[ClusterLabs] Users Digest, Vol 44, Issue 11

Wed Sep 5 20:59:23 EDT 2018

Greetings from a confused user;

We are running pacemaker as part of a load-balanced cluster of two members, both VMWare VMs, with both acting as stepping-stones to our DNS recursive resolvers (RR).  Simple use  - the /etc/resolver.conf on the *NIX boxes points at both IPs, and the cluster forwards to one of multiple RRs for DNS resolution.

Today, for an as-yet undetermined reason, one of the two members started failing to connect to the RRs. Intermittently. And quite annoyingly, as this has affected data center operations.  No matter what we've tried, one member fails intermittently, the other is fine.  
And we've tried - 
 - reboot of the affected member - it came back up clean and fine, but the issue remained.
 - fail the cluster, moving both IPs to the second member server; failover was successful, problem remained.
  -- this moved the entire cluster to a different VM on a different VMWare host server, so different NIC, etc...
- failed the cluster back to the original server; both IPs appears on the 'suspect' VM, and the problem remained
- restore the cluster; both IPs are on the proper VMs, but the one still fails intermittently while the second just chugs along.

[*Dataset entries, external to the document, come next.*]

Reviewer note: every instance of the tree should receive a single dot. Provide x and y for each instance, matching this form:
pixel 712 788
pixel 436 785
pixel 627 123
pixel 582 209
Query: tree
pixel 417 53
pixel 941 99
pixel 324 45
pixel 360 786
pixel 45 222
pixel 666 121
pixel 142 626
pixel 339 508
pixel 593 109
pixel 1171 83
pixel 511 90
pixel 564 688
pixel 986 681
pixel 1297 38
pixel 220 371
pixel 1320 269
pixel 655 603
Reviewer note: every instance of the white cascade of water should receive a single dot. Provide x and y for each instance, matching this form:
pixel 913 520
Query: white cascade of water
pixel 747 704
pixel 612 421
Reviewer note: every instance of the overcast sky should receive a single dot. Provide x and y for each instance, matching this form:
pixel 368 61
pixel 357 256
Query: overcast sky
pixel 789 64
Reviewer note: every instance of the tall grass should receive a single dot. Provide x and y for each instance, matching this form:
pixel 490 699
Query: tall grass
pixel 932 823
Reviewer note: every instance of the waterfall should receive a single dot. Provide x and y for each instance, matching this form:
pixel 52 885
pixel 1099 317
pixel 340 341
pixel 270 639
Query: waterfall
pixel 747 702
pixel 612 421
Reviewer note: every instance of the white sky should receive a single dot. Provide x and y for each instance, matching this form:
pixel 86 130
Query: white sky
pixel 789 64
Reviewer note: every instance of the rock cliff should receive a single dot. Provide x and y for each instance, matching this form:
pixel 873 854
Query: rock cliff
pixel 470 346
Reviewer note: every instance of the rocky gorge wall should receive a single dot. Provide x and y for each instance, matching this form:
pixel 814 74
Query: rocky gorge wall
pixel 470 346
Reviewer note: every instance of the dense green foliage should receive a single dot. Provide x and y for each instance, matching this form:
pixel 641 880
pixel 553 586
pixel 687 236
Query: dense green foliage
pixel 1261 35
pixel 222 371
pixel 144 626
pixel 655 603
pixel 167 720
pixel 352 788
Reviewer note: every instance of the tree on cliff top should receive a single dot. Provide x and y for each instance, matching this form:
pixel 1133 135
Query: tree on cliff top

Any ideas what could be causing this?  Is this something that could be caused by the cluster config?  Anybody ever seen anything similar?

Our current unsustainable workaround is to remove the IP for the affected member from the *NIX resolver.conf file.

I appreciate any reasonable suggestions.  (I am not the creator of the cluster, just the guy trying o figure it out. Unfortunately the creator and my mentor is dearly departed and, in times like this, sorely missed.)

Any replies will be read and responded to early tomorrow AM.  thanks for understanding.
--
Jeff Westgate